Take that British dentist as an example. His name was Sohail Qureshi and he was jailed for four-and-a-half years in 2008. Most of the newspapers at the time suggested his sentence was too lenient, adding that he was likely to be free in a year. He was caught boarding a flight with several thousand pounds in cash strapped about his body, with optical night-vision lenses and police batons in his bag, along with two sleeping bags, two rucksacks, medical supplies and a removable hard drive containing US army combat manuals. He pleaded guilty to possessing articles for terrorist purposes and to possessing a record of information likely to be useful to terrorists.
Several of the news programs referred to him as “an al-Qa'ida operative.” He’d been on a training camp once, they said. One newspaper described him as “a hate-filled fanatic,” while another said that he planned “to fight against British and American troops in Afghanistan.”

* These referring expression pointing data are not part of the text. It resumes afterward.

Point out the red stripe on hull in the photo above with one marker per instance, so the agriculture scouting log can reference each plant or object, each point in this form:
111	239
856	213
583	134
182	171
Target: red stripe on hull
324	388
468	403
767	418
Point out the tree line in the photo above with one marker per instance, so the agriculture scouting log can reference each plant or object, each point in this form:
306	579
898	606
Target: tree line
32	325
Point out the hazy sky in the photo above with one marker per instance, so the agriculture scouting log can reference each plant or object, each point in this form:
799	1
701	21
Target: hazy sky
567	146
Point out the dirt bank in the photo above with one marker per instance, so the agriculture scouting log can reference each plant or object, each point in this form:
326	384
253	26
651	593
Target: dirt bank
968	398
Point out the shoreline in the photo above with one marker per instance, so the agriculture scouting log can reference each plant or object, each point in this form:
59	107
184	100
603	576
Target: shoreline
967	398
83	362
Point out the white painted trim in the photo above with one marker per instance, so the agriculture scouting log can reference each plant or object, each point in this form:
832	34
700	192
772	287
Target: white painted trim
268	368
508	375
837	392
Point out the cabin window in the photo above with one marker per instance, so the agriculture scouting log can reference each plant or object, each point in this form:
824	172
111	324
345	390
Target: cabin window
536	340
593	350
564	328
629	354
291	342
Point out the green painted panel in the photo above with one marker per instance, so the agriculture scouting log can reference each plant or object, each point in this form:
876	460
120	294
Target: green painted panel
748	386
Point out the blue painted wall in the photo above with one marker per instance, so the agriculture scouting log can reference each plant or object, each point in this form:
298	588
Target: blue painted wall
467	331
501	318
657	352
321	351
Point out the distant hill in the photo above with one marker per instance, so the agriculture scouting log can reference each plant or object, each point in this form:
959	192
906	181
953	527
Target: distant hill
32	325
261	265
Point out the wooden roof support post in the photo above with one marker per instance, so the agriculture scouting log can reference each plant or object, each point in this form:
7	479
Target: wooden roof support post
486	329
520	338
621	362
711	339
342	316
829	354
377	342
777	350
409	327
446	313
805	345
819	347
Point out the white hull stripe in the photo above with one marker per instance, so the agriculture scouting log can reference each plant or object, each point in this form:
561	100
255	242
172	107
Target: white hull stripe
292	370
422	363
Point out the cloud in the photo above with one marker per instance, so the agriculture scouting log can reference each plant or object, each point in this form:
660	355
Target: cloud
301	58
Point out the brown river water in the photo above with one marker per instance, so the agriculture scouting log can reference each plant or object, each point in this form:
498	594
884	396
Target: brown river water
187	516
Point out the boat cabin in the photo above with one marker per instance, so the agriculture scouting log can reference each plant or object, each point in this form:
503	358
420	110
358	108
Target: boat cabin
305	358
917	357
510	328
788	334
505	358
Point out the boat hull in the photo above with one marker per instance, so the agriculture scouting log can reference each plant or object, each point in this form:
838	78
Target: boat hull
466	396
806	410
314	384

I laughed when I heard that. He’s a dentist. What was he going to do, pull their teeth out? Even assuming he was trained, how, exactly, was he going to fight British and American troops using police batons, sleeping bags and rucksacks? Okay. He had money. Maybe he was going to buy weapons. He could probably get one or two Kalashnikovs for that money, plus maybe some grenades and a pistol. Perhaps there was even a brigade of Taliban troops waiting to meet him somewhere on the Afghan border. You have to ask, however, what use would a dentist from Forest Gate be to the Taliban, those battle-hardened mountain-men, many of whom had known nothing but war all their lives? He wouldn’t have lasted five minutes.
But it’s the comparison of resources that clarifies the real truth behind this story. The day after Sohail Qureshi was sentenced the US Air Force was in action on the outskirts of Baghdad, attacking so-called al-Qa'ida targets. They dropped 40,000 lbs of explosives in a 40-minute blitz using F16 fighters and B1 bombers.
A B1 bomber at the time cost $283.1 million. The US Air Force had 100 of them. Each 500 lb. bomb cost $283.50, making the cost of one 40-minute operation, in ordinance alone, nearly $23,000. All of that money was charged to the American taxpayer and went straight into the pockets of the American arms manufacturers. The news of a crazed dentist off to fight a fantasy war, that would have killed him before he had even fired a shot, was considered more significant than the details of an actual war, in which hundreds of people died.
The war on terror was preceded by the war on communism and succeeded by the war in Ukraine. Each of these wars segued easily into the next. Almost as soon as the Berlin Wall fell we found ourselves at war with Iraq. The war in Iraq became the war on terror, which led to the war in Afghanistan and the second Gulf War. The war in Afghanistan was hardly over before there was a war in Ukraine. And on and on and on.
Other wars were taking place at the same time: the war on drugs, the war on crime, and large and small wars around the world. The war on drugs led to more drugs while the war on crime led to more crime. The war on terror—terrorizing populations to fight terror—led to more terror. The idea of fighting a war to bring peace is an oxymoron, like fucking for virginity, or stealing for honesty. And meanwhile, behind this smoke-and-mirrors facade, this noisy game of death and distraction, some people are doing very nicely.
One man's loss is another man's gain. One man's crisis is another man's business-opportunity. The gorilla in the room is checking his share options. He made a million dollars while you were reading this.